Sydney Day

Personal information
- Full name: Sydney Ernest Day
- Born: 9 February 1884 Blackheath, Kent
- Died: 20 July 1970 (aged 86) West Malling, Kent
- Batting: Right-handed
- Relations: Samuel Day (brother) Arthur Day (brother) David Day (nephew)

Domestic team information
- 1922–1925: Kent
- FC debut: 5 July 1922 Kent v Notts
- Last FC: 15 July 1925 Kent v Gloucestershire

Career statistics
| Competition | First-class |
| Matches | 11 |
| Runs scored | 245 |
| Batting average | 18.84 |
| 100s/50s | 0/0 |
| Top score | 45* |
| Catches/stumpings | 4/– |
- Source: ESPNcricinfo, 7 July 2016

= Sydney Day =

English sportsman

Sydney Ernest Day (9 February 1884 – 7 July 1970) was an English amateur sportsman who played cricket for Kent County Cricket Club between 1922 and 1925 and football for Old Malvernians and Corinthian. He served in the First World War in the Royal Fusiliers and the Royal Engineers and was wounded during the Battle of the Somme.

==Early life==
Day was the third son of a wine merchant and was named after his father. He was educated at Shirley House School in Blackheath and Malvern College. Day played football for Malvern and appeared in the Second XI cricket team. On leaving school he joined the Royal Insurance Company, working in London.

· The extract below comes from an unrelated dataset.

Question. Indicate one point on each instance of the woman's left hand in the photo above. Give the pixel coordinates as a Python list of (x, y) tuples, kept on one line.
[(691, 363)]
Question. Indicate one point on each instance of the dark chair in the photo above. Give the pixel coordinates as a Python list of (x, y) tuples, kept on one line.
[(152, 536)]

Day played at outside-right for Old Malvernians F.C. and was Secretary of the club between 1908 and 1910. He also played amateur football for Kent.

==Military service==
Day enlisted at the start of World War I joining the Royal Fusiliers in September 1914, initially as a private in the 18th (Public Schools) Battalion. He was commissioned as Second Lieutenant in July 1915 and served on the Western Front in France with 17th Battalion, Royal Fusiliers from April 1916. Day fought in the Battle of the Somme in a Trench Mortar Battery and was wounded in November 1916 at Beaumont-Hamel during the Battle of the Ancre, the last phase of the Somme offensive. He was invalided to the UK to recuperate and in January 1917 was attached to the Inland Waterways Division of the Royal Engineers. Day served the rest of the war in the UK, reaching the rank of captain when he relinquished his commission in February 1919, by which time the war was over.

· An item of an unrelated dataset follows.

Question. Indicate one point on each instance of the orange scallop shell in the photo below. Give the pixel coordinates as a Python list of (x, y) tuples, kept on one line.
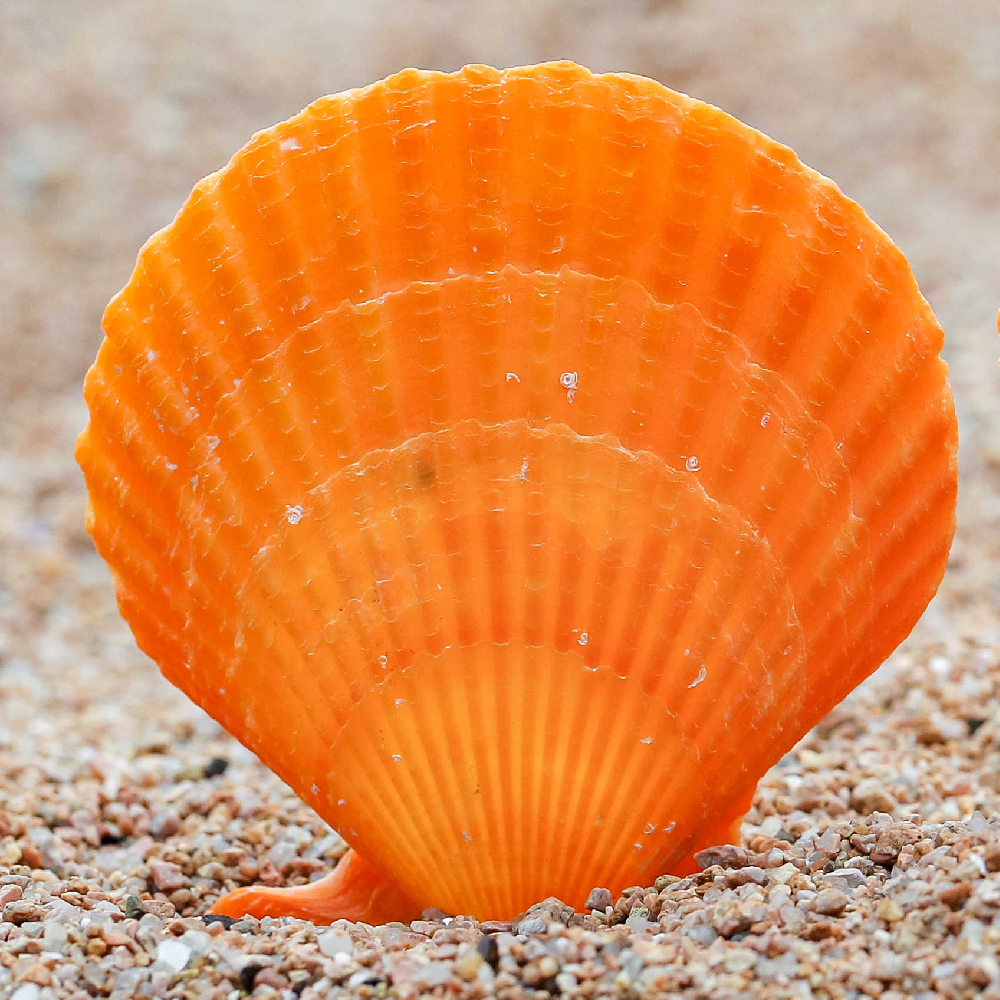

==First-class cricket career==
Day played in 11 first-class cricket matches for Kent, making his debut in 1922 in a County Championship match against Nottinghamshire. Eight of his appearances were made during the 1923 season and he played his final two first-class matches the following season. He made his highest score of 45 not out against Worcestershire in 1923, an innings which secured the match for Kent. He played club cricket for The Mote in Maidstone.

==Later life and family==
Day was on the Kent County Cricket Club Committee from 1946 to 1958 and was President of the club in 1954. He served as a Justice of the Peace and was an active Freemason in later life. His brothers, Arthur and Sammy both also played for Kent, with Sammy also playing over 100 games for Corinthian and making three appearances for the England football team and six for the England amateur team.

Day married Faith Winch in 1915. He died in 1970 at home in West Malling at the age of 86.